2.4. Statistical Analysis

Data were analyzed trough SPSS software version 20. The normal distribution of data was assessed through the Shapiro-Wilk test. Student’s -test was used to compare PSQI scores at baseline and after tDCS treatment. All variables were assessed considering a significance level of 5%.

3. Results

PSQI total scores and all PSQI subdomains, with the exception of “sleep medication,” significantly improved after treatment (Table 1).

Table 1: PSQI total and subcomponents mean scores before and after treatment.

4. Discussion

BD patients (even in euthymic phase) exhibit a significantly worse sleep quality as compared with healthy controls [1, 2]. To the best of our knowledge, this is the first paper in which a positive effect of tDCS on the quality of sleep in euthymic BD patients has been reported.

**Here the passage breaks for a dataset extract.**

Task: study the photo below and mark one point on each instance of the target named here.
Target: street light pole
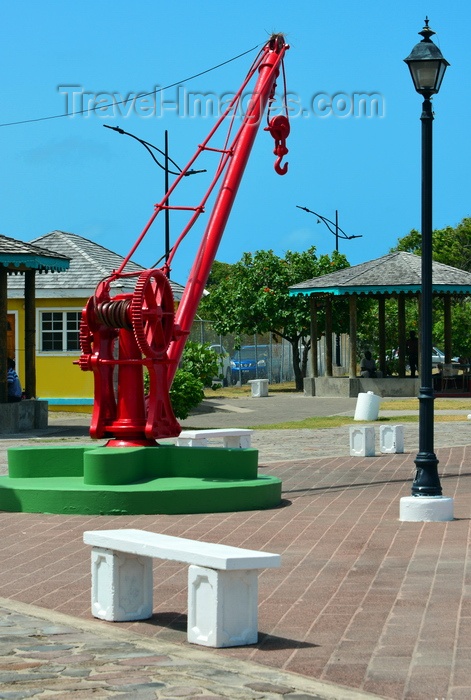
(336, 231)
(427, 67)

It has been suggested that sleep, cognitive, and affective dysregulation in BD might be related to overlapping neurobiological systems involving prefrontal cortex and its connections with deeper brain regions [9]. Independent studies, in fact, demonstrated that patients with BD in euthymic states and healthy individuals who underwent sleep deprivation presented similar cognitive and emotional deficits involving the prefrontal cortex [9], supporting the role of prefrontal top-down circuitry in concomitantly modulating cognitive, emotional, and sleep processes. In addition, it is known that the modulation of sleep may represent one of the nonmotor functions of the cerebellum [10, 16]. Knowing this, it is reasonable to hypothesize that concomitant cathodal (inhibitory) stimulation of cerebellum and anodal (excitatory) stimulation of DLPFC may modulate these networks leading to improvements of sleep quality.

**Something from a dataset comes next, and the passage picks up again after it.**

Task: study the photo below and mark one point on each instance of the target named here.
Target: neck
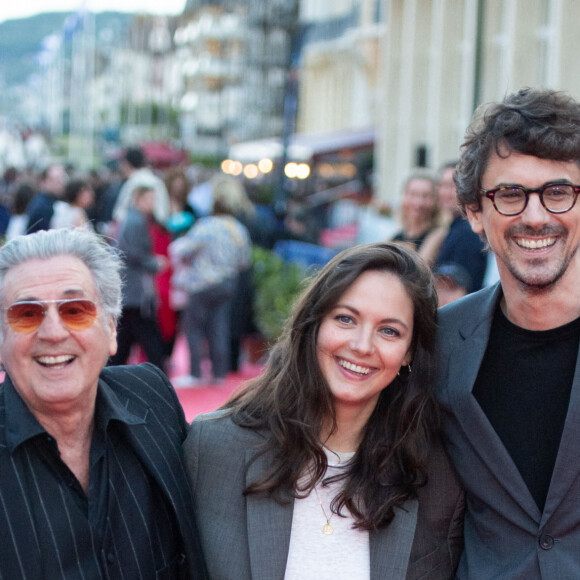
(541, 310)
(73, 434)
(350, 424)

Since pharmacological treatment remained unchanged during the stimulation protocol and all patients were on stable treatment for at least two months, this improvement cannot be attributed to the effects of medication. All patients tolerated tDCS without complications, supporting the idea that tDCS may represent an inexpensive, easy to administer, noninvasive, and painless treatment for sleep disturbances in psychiatric patients.

This study has several limitations including the small sample size, the absence of objective biological markers of sleep, and the absence of a placebo control group; in particular, the absence of placebo controls makes it very difficult to assess the impact of the intervention. Despite these limitations, this study represents a starting point in the study of the potential efficacy of prefrontal-cerebellar tDCS to improve sleep quality. Further studies on the topic are warranted.

Conflict of Interests

The authors declare that there is no conflict of interests regarding the publication of this paper.